Although differences in CDR3 subregion length and occurrence of insertions and deletions were significant in preBC and nBC (Figure 3A, Supplementary Figures 3A–C, 4C, D, p<0.05), training a SVM based on CDR3 subregion length, led to low prediction accuracy of public/private clone discrimination (balanced accuracy ≤ 68%, Figure 3E). This indicates that the slight differences observed in CDR3 subregion length on the repertoire level are not reliable for class prediction.

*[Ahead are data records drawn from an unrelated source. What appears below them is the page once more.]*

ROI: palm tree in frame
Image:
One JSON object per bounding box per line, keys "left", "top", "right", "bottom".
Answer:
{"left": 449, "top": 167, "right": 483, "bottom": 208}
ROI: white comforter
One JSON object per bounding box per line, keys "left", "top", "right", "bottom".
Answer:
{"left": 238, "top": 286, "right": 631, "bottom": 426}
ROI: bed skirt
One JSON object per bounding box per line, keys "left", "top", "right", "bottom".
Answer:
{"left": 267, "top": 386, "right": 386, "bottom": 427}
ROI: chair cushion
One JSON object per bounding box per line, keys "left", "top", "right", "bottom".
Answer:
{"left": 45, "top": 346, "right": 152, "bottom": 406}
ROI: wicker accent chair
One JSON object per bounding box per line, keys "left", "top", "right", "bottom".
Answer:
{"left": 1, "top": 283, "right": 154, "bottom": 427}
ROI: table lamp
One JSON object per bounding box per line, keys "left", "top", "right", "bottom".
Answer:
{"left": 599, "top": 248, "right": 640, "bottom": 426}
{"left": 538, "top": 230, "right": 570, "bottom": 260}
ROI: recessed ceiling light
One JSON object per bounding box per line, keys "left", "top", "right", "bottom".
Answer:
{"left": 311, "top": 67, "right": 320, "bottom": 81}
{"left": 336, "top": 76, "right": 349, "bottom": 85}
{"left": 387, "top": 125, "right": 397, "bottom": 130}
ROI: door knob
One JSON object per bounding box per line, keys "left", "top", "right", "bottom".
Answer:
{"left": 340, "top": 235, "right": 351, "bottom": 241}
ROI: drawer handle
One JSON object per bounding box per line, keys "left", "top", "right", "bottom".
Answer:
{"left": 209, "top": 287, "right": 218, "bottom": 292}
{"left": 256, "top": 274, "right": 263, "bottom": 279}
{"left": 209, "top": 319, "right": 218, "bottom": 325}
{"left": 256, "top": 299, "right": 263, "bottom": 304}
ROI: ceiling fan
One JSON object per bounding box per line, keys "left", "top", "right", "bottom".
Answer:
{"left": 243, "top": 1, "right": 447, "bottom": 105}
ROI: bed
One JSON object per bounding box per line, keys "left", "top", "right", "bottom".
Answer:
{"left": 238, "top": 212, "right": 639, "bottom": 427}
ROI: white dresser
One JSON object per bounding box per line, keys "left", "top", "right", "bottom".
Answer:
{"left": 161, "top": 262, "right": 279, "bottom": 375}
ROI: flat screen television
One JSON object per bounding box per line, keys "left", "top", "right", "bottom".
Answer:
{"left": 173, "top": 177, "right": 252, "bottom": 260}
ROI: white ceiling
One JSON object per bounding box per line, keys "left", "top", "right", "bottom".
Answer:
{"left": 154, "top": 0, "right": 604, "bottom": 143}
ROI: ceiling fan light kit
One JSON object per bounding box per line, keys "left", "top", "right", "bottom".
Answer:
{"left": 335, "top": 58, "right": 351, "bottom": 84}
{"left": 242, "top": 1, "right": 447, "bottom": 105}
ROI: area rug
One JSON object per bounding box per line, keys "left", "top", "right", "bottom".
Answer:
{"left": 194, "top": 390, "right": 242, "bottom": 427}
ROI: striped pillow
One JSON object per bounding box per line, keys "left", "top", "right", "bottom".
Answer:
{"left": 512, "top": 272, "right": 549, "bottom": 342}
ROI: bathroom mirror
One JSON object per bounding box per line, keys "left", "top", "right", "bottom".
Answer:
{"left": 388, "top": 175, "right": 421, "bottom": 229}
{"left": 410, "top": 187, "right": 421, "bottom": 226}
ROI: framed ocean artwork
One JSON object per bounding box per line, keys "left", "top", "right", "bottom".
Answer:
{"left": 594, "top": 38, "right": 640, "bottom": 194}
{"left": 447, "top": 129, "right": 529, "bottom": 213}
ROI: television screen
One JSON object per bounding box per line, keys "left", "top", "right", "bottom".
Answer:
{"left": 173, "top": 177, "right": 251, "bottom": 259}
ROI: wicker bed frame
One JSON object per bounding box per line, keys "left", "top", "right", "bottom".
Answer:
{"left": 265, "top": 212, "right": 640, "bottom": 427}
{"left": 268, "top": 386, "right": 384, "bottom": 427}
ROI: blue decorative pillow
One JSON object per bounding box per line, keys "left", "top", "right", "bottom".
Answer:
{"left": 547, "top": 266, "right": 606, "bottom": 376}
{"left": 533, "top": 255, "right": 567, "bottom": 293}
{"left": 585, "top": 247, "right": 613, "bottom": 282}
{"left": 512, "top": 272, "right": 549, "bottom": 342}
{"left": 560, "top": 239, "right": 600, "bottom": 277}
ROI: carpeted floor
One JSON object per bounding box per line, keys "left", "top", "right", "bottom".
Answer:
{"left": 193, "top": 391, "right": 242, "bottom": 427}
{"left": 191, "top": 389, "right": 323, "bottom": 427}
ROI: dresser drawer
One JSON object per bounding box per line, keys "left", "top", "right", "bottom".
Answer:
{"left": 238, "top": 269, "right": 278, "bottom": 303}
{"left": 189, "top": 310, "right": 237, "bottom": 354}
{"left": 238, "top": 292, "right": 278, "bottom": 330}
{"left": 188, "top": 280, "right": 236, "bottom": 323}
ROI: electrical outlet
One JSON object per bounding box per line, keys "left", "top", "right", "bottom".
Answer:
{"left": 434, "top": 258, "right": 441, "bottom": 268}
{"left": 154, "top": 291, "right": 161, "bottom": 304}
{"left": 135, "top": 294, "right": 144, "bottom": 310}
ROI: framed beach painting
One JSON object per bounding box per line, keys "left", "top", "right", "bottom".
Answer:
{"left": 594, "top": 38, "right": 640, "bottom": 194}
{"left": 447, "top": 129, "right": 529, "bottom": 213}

Public and private clones show differences in sequence composition
Since low-dimensional features (CDR3 a.a. and subregion properties) did not achieve high discrimination accuracy between public and private clones (Figures 2D, 3E), we investigated whether CDR3 sequence composition (potential dimensionality: >1013 different CDR3 sequences) differed between public and private clones. In preBC and nBC, V and J subregions neither differed in public and private clones with regard to unique sequences (>97%) nor frequency thereof (Spearman r>0.95, Figure 3C). Consequently, we observed no differences in V and J subregion diversity (number of unique V and J subregions) between public and private clones (Figure 3D). Although there was a major difference in diversity of N1, D, and N2 subregions between private and public repertoires, as the number of private preBC and nBC clones surpassed that of public clones by 1.6–4.5-fold (Figure 3D, p<0.05, size adjusted, see also Supplementary Figure 3A), N1, D, N2 subregion overlap between public and private clones was >66% (Figure 3C). In PC repertoires, diversity differences between public and private repertoires were minimal but overlap of subregions reached maximally 46% and Spearman correlation was consistently negative. In contrast to single subregions, combinations of subregions showed low overlap between public and private repertoires irrespective of B-cell population (e.g., N1-D-N2 overlap in nBC was ≈6%, Figure 3C), which is explained by a large combinatorial diversity (Supplementary Figure 4B, Supplementary Table 2) of CDR3 subregions. Thus, sequence composition differed substantially between public and private clones.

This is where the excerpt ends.